Le protocole Haut risque A3973 de chimiothérapie a été débuté peu de temps après le diagnostique. Le patient aura reçu au total: Doxorubicin 300 mg/mg, Vincristine 8 mg/m2, Cyclophosphamide 16.9 g/m2, Etoposide 2552 mg/m2, Carboplatin 1700 mg/m2, Melphalan 110 mg/m2, Cisplatin 400mg/m2. De plus, une résection complète de la tumeur a eu lieu en Mars 2008, suivie d’une transplantation autogène de cellules souches en Avril 2008. Par la suite, le patient a reçu un traitement de radiothérapie, concentré au niveau de l’abdomen gauche, cumulant un total de 2160 cGy divisé en 12 sessions. Le traitement de radiothérapie s’est terminé en Juin 2008 et le patient a ensuite été placé sur un traitement de maintenance à l’acide cisretinoïde, terminé en décembre 2008.
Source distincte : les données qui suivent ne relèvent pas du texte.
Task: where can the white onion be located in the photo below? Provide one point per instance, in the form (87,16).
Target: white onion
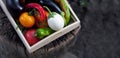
(56,22)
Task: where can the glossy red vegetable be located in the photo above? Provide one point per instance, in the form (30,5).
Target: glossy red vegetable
(39,8)
(30,36)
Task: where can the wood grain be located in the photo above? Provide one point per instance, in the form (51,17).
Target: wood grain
(12,47)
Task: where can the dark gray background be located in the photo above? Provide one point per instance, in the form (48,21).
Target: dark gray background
(99,36)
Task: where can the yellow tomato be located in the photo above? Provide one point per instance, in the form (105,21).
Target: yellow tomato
(26,20)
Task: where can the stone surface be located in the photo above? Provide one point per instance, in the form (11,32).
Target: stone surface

Au niveau dentaire, la clinique dentaire de l’Hospital for Sick Children of Toronto, recevait une référence pour consultation en 2014, provenant d’un dentiste pédiatrique de la région, afin d’effectuer les restaurations de dentisterie opératoire. À ce moment, ce dentiste avait déjà établi un diagnostique d’agénésie dentaire et de ratio couronne-racine anormal. L’évaluation radiologique du 23 Juin 2014 (Fig. 1) révèle une dentition mixte, avec les dents 55, 65, 75 et 85 retenues. Les dents 15, 25, 35 et 45 sont absentes. Un ratio couronne-racine anormal généralisé, et particulièrement sévère au niveau des molaires, est aussi observé. Au niveau de la furcation de la 75, une zone radiopaque oblongue, homogène et bien définie est notable. Cette dernière, qui semble une zone calcifiée, présente un fin pourtour radiotranslucide et n’a aucun effet sur les structures avoisinantes. Cette même zone est visible sur la radiographie rétro-coronaire, mais peut être facilement confondue avec la crête osseuse inter-radiculaire (Fig. 2).

Figure 1

Radiographie panoramique du 23 Juin 2014.

Figure 2

Radiographie rétro-coronaire du 23 Juin 2014.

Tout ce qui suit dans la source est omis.